We can easily serialize an entity (and we know it isn’t intrinsically recursive). So all we need is a means to serialize a hypergraph. That is well understood for graphs as being an adjacency matrix, but with the cells containing the relationship itself instead of just 1 or 0. Or we can just list out the vertices (entities) and the edges (relationships). Something like ‘entityA-entityB-entityC: one-many-many’ would be quite suitable. We could iterate any list of unnamed variables as brackets [], and any named variables (like entities) as braces {}. Another suggestion is to iterate keys first, separated internally by commas, but switch to a semicolon to separate them from the rest of the attributes or other keys (there may be multiple means of getting uniqueness). If there is some reason to distinguish entities from other hash tables, we could use parenthesis () for this distinction. Thus we might then differentiate between objects and dictionaries, for clarity.

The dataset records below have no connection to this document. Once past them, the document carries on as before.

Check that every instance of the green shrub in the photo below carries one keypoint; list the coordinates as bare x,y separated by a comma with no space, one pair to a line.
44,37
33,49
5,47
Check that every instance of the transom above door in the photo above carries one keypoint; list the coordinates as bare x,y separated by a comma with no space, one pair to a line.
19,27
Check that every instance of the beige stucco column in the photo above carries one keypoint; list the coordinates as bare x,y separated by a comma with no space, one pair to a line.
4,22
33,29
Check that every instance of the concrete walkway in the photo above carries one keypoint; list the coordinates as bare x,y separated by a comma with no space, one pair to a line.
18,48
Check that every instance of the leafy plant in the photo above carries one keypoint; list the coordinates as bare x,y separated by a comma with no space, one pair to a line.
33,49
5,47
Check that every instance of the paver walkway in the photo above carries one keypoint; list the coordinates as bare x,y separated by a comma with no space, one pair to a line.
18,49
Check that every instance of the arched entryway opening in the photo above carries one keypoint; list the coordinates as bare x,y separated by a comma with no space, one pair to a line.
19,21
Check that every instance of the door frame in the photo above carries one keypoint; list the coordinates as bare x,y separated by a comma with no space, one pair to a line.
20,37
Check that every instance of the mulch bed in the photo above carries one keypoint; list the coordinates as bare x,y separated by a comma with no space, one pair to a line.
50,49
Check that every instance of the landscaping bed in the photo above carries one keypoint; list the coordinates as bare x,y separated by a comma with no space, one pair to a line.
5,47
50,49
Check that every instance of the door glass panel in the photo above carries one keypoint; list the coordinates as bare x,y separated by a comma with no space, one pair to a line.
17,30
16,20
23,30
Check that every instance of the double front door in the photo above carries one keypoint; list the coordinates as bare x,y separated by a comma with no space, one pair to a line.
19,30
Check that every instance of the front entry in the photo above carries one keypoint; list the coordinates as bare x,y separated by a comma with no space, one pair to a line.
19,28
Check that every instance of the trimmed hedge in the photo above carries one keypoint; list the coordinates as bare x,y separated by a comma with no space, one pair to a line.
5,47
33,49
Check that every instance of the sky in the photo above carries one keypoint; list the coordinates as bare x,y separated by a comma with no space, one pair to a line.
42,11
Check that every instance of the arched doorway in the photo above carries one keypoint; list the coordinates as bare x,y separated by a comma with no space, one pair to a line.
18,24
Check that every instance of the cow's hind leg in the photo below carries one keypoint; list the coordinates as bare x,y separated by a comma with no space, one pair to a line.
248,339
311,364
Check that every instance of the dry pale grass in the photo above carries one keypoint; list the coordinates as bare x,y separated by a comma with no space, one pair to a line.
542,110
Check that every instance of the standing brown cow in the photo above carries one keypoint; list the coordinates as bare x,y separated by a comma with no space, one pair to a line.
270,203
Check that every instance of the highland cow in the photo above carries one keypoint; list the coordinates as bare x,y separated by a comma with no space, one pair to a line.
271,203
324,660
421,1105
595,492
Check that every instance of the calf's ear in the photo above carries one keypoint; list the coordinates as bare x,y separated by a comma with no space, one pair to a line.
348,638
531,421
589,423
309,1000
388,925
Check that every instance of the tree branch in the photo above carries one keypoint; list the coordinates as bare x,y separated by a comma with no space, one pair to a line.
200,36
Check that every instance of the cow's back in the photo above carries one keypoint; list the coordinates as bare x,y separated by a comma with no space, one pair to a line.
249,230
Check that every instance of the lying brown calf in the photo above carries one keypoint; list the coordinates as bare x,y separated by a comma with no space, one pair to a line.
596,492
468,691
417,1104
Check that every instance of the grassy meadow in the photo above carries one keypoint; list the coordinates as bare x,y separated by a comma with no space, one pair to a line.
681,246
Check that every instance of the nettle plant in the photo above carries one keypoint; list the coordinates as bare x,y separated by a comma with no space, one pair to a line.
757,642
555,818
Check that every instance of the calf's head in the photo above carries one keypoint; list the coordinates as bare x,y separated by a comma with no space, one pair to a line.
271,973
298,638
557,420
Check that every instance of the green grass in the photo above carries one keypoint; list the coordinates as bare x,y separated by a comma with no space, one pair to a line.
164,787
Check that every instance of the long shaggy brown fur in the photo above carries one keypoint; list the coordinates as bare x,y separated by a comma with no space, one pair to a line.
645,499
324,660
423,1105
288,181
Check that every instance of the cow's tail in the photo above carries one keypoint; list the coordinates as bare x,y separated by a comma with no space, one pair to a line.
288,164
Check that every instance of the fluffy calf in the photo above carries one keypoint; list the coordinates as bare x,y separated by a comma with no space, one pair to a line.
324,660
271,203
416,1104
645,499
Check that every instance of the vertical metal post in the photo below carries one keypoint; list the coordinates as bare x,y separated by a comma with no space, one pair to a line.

With a bit of white space, this would all provide a means to have a serialized text based format for specifying a data model, which means that we could apply other tools such as source-code control and formatting to be able to manipulate these specifications. With the addition of positioning information, we could easily render this as a diagram when needed.

Given the importance of data for any software system, it seems that we should focus strongly on building up analytical tools for correctly laying the foundations for the system. It should be easy to model data and organizations should have large repositories of all of their current models. It is often the case that some systems use eclectic subsets of the actual real underlying data models, but what we need is both a way to catch this early and to gradually enhance our knowledge to properly model the data for all of the domains. A subset is fine, but when it needs to be extended, it should be done properly. It is reckless to leave this to chance, and we so often see the consequences of doing that. If the analysis stage for software development is properly focused on really modeling the data, the other stages will proceed smoothly. If not, the initial failures will percolate into the rest of the work.